Development of advanced methods for examination of Ag mineralogy and flotation losses

"The small recovery of Ag, often in the order of 50%, by traditional flotation and leaching process strategies is closely related to the complicated and heterogeneous nature of Ag-bearing minerals with Ag typically being associated with numerous minerals within any given ore-body. Moreover, grain sizes may be extremely fine with micron-scale common. In order to design cost-effective Ag-bearing mineral flotation and leach recovery strategies it is firstly necessary to characterise the speciation of Ag and its correlation with other elements, e.g., Cu, As and Sb, within the ore matrix and process streams. The traditional QEM-SCAN analytical approach can prove problematic for some mineralogies due to difficulties in recognising degrees of crystallinity, polymorphs, complex solid solution series, high value trace element mineralogy, very fine grained materials; and the requirement for a comprehensive data base.
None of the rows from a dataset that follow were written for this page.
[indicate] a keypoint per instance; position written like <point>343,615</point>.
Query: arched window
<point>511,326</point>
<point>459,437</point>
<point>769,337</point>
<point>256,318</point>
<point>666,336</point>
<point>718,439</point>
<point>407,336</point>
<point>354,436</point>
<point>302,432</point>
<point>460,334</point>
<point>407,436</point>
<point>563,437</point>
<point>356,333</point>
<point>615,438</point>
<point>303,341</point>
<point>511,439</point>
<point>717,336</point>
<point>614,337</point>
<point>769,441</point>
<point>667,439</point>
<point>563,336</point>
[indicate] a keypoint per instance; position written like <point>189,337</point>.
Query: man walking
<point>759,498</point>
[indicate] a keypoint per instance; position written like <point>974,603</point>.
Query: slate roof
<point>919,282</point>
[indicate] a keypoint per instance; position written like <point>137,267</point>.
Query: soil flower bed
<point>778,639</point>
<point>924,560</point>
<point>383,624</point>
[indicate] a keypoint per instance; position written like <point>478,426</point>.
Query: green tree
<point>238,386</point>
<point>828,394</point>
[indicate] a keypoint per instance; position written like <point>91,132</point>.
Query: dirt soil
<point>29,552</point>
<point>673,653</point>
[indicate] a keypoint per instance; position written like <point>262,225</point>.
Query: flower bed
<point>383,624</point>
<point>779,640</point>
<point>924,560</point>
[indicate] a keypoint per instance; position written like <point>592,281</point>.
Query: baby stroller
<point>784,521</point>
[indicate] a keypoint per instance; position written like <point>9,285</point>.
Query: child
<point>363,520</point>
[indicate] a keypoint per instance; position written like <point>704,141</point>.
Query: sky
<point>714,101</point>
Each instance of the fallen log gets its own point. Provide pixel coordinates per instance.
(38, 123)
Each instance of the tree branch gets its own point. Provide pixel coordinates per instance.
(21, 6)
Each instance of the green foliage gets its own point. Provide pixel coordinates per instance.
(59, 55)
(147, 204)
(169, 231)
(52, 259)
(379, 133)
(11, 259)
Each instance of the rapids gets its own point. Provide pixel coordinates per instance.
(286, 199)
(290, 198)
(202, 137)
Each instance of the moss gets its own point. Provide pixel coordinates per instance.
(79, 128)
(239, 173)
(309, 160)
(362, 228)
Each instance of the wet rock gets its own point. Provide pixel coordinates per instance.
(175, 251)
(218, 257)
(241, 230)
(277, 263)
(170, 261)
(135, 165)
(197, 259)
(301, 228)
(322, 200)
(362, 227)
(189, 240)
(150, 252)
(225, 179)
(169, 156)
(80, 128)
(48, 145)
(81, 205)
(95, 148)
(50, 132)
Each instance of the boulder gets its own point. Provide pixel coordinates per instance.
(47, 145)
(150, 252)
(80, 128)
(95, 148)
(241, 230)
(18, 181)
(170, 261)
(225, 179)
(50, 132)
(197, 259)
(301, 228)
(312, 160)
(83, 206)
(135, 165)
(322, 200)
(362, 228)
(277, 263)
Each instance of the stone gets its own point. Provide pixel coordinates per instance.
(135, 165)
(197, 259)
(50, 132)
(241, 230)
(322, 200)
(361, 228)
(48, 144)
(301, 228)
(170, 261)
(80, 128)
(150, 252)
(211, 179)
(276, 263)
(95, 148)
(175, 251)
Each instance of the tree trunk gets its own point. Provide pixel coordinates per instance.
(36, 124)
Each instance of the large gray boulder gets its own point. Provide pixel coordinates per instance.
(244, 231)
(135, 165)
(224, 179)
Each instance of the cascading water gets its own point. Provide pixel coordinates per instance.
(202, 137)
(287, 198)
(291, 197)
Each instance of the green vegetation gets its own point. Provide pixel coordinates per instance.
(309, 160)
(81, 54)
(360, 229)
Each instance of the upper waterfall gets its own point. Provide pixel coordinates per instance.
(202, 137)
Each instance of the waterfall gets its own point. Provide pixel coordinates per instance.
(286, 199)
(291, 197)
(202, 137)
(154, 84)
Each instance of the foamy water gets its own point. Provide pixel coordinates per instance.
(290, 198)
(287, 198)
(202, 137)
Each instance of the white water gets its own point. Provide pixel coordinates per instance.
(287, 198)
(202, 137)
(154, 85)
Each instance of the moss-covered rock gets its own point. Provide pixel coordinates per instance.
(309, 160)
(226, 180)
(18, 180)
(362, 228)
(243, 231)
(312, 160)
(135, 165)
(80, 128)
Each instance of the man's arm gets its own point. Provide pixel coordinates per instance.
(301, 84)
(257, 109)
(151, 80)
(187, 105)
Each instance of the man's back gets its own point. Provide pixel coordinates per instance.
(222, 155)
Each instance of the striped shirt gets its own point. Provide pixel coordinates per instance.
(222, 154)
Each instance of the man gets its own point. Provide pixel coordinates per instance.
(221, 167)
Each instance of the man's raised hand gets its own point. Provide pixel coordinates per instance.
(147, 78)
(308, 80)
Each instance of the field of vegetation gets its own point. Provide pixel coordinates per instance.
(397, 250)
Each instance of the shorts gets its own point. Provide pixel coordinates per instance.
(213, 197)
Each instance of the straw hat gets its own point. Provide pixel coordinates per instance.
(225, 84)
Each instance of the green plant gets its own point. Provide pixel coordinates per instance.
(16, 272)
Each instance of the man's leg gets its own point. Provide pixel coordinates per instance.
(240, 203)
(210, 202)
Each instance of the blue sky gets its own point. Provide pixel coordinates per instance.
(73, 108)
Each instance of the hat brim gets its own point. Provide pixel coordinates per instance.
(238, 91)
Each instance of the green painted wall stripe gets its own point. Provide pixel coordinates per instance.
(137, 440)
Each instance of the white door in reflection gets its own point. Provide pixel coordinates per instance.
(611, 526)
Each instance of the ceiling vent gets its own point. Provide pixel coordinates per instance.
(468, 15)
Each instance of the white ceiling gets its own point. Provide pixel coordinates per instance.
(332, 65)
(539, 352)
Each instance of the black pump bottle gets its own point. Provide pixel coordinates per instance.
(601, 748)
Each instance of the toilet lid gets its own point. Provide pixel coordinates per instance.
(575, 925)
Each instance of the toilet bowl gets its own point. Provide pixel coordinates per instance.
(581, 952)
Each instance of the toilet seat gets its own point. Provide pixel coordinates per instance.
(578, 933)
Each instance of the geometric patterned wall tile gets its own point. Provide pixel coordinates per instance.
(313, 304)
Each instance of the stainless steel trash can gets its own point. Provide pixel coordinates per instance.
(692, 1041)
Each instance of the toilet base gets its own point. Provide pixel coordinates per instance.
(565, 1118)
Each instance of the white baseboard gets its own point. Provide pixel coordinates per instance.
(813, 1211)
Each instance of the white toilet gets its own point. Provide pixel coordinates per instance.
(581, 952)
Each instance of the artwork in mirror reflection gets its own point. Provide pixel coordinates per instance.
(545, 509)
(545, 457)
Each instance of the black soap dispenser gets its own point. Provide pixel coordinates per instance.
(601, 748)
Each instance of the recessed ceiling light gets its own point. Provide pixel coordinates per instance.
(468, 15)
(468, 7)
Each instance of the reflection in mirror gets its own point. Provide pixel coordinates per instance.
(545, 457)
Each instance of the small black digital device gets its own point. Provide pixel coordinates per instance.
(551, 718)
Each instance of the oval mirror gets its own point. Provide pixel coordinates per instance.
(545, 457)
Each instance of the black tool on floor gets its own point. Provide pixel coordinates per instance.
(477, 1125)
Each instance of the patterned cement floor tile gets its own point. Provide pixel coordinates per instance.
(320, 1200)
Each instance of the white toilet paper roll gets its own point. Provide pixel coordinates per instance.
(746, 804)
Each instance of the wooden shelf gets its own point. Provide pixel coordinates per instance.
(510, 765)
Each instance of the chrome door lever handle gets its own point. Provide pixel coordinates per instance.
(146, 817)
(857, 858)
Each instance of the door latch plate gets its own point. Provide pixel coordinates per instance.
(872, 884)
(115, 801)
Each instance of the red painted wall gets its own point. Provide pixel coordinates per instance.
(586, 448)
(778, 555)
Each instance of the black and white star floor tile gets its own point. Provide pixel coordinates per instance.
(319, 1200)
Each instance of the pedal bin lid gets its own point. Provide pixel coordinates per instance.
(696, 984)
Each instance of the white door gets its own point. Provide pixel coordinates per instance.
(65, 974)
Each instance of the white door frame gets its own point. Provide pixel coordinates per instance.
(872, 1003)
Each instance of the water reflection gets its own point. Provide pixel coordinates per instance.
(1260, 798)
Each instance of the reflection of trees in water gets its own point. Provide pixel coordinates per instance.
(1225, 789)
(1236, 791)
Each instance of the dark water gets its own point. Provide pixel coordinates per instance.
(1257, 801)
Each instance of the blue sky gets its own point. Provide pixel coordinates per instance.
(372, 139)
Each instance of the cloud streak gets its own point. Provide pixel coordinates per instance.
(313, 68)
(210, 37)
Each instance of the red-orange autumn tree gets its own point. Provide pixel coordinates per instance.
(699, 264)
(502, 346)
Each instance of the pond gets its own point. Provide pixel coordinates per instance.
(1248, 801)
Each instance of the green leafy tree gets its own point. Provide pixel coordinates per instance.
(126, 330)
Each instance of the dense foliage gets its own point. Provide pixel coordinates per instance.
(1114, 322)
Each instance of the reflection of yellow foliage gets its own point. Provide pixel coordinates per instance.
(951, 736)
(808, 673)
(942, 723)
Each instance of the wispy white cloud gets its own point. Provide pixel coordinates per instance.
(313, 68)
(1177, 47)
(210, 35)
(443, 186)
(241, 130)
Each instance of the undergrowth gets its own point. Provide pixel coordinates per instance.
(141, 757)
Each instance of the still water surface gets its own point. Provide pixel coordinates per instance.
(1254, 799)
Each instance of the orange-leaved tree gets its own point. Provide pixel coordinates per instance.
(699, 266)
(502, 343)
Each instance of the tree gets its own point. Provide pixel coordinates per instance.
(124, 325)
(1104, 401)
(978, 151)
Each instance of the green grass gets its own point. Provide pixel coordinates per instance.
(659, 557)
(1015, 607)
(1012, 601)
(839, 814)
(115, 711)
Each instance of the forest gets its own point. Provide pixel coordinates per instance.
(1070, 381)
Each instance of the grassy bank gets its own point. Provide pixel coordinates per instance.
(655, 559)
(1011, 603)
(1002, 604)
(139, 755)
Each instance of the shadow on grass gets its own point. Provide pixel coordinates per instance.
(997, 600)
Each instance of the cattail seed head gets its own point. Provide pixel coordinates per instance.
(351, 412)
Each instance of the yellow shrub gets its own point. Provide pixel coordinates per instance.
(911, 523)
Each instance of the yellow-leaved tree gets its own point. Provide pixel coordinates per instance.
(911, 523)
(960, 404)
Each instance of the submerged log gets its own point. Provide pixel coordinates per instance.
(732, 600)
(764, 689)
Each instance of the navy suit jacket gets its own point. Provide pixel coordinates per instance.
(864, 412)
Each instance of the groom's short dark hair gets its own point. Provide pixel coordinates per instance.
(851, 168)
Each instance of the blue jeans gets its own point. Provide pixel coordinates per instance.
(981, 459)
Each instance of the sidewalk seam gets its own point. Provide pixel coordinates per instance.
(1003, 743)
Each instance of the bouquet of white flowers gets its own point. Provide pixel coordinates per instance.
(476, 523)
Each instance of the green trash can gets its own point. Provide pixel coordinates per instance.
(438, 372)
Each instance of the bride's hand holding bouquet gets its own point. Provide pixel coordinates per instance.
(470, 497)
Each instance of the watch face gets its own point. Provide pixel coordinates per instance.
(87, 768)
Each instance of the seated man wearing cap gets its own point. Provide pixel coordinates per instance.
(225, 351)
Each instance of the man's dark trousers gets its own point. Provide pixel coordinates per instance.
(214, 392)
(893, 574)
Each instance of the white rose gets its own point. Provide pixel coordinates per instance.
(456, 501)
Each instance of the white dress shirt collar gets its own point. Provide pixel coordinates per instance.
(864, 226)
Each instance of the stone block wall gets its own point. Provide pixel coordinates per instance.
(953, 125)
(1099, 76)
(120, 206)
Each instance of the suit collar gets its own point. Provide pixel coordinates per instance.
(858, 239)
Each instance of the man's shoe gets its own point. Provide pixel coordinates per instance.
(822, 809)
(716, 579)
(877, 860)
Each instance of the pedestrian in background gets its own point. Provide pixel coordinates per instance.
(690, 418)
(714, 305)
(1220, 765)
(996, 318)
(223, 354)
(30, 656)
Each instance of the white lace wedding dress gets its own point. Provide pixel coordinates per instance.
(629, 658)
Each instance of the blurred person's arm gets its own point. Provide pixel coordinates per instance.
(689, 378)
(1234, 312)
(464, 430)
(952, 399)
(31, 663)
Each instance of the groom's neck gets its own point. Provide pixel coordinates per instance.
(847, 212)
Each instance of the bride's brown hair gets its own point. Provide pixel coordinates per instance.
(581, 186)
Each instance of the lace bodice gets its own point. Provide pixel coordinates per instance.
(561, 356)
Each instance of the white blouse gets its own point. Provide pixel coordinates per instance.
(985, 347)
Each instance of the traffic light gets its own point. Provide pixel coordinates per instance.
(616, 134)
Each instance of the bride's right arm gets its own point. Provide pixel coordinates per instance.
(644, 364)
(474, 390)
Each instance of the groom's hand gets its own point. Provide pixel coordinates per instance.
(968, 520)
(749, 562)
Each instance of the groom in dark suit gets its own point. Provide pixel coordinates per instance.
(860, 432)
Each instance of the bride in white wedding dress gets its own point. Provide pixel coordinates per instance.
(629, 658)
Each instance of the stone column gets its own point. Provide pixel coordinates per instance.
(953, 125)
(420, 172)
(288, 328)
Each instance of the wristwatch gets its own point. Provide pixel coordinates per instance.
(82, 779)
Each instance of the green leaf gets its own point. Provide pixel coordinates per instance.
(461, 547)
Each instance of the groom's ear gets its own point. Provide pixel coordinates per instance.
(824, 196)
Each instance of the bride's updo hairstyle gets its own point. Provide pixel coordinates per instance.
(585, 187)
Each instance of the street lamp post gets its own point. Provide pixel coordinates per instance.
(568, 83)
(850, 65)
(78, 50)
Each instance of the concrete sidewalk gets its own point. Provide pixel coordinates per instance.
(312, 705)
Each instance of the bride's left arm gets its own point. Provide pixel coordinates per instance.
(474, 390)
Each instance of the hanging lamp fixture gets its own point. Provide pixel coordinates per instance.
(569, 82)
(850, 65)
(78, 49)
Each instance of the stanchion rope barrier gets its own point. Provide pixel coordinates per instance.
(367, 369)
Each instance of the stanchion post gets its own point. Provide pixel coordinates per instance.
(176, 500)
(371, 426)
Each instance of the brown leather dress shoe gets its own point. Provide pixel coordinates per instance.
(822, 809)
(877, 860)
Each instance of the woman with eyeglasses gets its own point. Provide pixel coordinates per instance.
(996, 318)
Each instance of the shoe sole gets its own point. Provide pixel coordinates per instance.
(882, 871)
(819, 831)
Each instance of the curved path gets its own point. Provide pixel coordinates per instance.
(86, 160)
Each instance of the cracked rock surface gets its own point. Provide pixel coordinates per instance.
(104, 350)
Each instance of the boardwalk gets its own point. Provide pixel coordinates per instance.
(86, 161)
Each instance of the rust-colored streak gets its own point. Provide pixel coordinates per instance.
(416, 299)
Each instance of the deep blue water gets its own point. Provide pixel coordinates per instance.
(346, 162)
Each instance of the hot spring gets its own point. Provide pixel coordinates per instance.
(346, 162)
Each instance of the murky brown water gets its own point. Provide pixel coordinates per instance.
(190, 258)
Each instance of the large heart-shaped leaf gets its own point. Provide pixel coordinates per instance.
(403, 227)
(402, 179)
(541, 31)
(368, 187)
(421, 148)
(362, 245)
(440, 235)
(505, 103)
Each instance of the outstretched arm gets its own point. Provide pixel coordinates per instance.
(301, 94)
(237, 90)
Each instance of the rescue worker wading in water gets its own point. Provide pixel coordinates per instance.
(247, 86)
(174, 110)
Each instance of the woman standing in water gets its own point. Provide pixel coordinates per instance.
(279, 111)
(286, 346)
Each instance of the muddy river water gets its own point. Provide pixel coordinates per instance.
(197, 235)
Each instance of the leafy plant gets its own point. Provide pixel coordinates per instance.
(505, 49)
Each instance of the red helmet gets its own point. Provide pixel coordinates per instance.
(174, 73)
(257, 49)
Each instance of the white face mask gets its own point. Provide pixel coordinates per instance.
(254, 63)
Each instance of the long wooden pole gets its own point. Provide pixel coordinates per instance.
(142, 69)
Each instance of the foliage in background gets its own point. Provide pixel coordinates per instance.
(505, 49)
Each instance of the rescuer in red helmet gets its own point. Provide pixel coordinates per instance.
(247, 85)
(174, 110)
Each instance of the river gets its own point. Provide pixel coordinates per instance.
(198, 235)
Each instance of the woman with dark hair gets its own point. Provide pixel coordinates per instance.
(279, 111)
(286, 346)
Moreover, there is difficulty ‘seeing’ either surface films or surface contaminants which can both lead to poor flotation performance. There is therefore clearly a need to develop confirmatory and complementary approaches when these uncertainties arise. Synchrotron X-ray microprobe analysis provides a powerful tool for the mineralogical characterisation of finely segregated heterogeneous Ag-containing materials. These measurements enable comprehensive characterisation of the Ag-bearing components using synchrotron microprobe X-ray fluorescence mapping (µ-XFM), X-ray diffraction (µ-XRD) and X-ray absorption spectroscopy (µ-XAS). Further analytical strength is provided by principal component analysis of laboratory ToF-SIMS data which enables the statistical identification of correlated surface species enabling examination of surface chemical characteristics responsible for mis-reporting of Ag containing components within flotation streams. We describe the application of these techniques to a selected Ag-containing feed and tail and demonstrate how these compliment and extend traditional analytical methodologies."